De Gonçalves, MG, à capital carioca, Rogério sempre procurou imóveis que lhe oferecessem o maior contato possível com a natureza, conciliando trabalho, lazer e distanciamento social.
Foi a forma que encontrei de não enlouquecer vivendo e trabalhando 24h por dia dentro do meu apartamento de 54 metros quadrados", conta.
Propostas para diferentes orçamentos
O movimento dos nômades digitais já existe há muito tempo, mas a indústria turística acredita que 2020 mudou isso em definitivo. Inclusive em termos de acessibilidade financeira, com mais opções para distintos tipos de orçamentos.
A rede hoteleira Selina investe nesse nicho há bastante tempo. Fundada em 2015, a marca já nasceu voltada para o estilo de vida nômade.
Com jeito de hostel, suas propriedades oferecem quartos individuais e compartilhados, além de espaços de convívio social e co-working.
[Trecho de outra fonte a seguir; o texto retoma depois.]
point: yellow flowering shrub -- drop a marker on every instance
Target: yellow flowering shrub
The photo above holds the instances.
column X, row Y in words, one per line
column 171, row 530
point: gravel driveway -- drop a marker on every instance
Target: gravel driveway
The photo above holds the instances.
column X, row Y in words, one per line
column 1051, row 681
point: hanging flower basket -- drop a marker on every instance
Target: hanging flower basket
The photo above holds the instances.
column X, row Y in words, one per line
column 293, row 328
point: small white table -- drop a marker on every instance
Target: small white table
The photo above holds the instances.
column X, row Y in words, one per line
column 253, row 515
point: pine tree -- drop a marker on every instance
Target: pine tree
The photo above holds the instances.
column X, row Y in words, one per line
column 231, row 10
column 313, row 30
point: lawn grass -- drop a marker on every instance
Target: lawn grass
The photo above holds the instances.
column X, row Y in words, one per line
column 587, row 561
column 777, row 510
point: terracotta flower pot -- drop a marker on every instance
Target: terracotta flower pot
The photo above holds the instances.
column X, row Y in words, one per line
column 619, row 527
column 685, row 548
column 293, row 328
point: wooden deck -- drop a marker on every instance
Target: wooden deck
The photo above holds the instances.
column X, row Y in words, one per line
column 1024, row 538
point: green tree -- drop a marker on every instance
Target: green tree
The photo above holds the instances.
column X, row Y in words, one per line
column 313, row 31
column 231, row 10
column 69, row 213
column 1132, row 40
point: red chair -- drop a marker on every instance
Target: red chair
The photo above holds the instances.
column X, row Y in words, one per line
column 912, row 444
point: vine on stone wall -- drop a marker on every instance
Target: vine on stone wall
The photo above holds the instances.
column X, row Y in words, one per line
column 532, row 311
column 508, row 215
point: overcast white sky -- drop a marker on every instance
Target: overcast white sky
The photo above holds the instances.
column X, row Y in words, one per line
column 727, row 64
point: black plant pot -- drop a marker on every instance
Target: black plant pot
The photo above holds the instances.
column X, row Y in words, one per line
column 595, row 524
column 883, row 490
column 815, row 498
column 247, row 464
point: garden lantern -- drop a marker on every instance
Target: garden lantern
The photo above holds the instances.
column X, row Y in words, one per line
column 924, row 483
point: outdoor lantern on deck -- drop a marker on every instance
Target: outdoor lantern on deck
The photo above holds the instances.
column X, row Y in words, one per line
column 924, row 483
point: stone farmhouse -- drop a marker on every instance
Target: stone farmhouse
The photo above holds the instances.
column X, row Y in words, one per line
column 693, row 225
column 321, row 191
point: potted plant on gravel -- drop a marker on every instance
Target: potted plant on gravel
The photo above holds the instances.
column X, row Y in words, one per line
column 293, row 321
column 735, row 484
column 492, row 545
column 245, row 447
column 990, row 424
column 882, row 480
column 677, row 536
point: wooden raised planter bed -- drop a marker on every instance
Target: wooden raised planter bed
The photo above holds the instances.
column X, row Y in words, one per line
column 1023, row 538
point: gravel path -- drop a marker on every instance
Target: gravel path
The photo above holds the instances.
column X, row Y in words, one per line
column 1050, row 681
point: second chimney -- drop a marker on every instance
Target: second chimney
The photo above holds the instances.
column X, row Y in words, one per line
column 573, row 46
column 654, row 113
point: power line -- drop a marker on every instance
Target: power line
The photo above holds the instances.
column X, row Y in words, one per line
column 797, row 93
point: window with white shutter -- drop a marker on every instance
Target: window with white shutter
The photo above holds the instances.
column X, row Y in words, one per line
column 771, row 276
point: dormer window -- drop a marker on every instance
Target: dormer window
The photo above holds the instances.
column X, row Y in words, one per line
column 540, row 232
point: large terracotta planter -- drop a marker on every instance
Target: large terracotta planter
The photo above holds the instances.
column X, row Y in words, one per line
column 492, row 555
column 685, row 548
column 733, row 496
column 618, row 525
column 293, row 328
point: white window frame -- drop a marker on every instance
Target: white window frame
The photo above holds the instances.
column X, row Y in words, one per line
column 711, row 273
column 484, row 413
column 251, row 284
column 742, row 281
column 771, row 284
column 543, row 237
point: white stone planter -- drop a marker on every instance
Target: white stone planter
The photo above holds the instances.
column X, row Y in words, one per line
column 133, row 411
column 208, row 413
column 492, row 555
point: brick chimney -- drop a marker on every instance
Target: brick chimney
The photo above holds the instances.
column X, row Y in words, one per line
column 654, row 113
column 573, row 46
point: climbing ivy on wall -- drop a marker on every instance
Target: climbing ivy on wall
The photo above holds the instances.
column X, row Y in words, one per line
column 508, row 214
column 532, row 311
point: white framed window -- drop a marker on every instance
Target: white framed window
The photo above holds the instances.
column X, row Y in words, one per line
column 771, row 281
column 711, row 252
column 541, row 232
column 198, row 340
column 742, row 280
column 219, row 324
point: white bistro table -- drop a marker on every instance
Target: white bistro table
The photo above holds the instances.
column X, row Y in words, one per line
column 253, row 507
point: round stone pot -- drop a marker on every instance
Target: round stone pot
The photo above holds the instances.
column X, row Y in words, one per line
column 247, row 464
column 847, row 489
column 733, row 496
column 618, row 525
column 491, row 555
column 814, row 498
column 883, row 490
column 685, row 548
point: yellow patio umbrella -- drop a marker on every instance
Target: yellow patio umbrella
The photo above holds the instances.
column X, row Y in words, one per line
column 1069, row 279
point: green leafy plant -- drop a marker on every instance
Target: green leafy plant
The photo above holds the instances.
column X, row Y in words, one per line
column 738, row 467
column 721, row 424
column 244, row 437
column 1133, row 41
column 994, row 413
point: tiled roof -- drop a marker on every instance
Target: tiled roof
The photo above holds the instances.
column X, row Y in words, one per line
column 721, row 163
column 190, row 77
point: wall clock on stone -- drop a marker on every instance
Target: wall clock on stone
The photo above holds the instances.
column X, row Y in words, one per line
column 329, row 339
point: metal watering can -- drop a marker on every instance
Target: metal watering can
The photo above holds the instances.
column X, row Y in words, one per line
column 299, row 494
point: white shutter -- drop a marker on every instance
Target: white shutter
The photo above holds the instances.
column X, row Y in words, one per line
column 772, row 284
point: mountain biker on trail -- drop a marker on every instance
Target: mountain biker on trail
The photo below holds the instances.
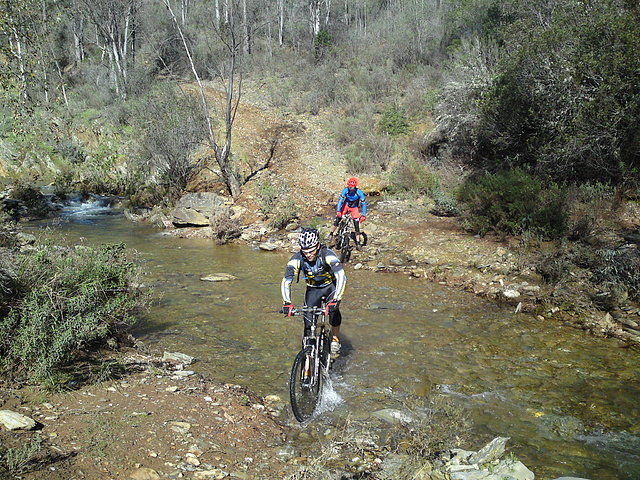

Com seis unidades no Brasil, lançou a mais recente delas, o Selina Copacabana Rio, no posto 5 da capital carioca, em plena pandemia. A rede criou também nos últimos meses um "programa de assinatura" inédito no mercado, que permite que seus hóspedes se movam livremente entre diferentes propriedades da marca por uma taxa fixa mensal ou anual.
A Uliving, fundada em 2012, também se beneficia do crescimento desse movimento. Voltada ao público jovem, oferece aluguel de quartos individuais ou compartilhados em unidades no Rio de Janeiro, São Paulo e Ribeirão Preto, com contas todas pagas em uma só mensalidade. A marca também aposta no sucesso da nova campanha carioca voltada para os nômades digitais.
"O Rio de Janeiro atrai pessoas de todo o Brasil e do mundo, proporcionando diversidade e troca cultural, que acreditamos ser o grande diferencial para o crescimento individual", defende Juliano Antunes, CEO e cofundador da rede.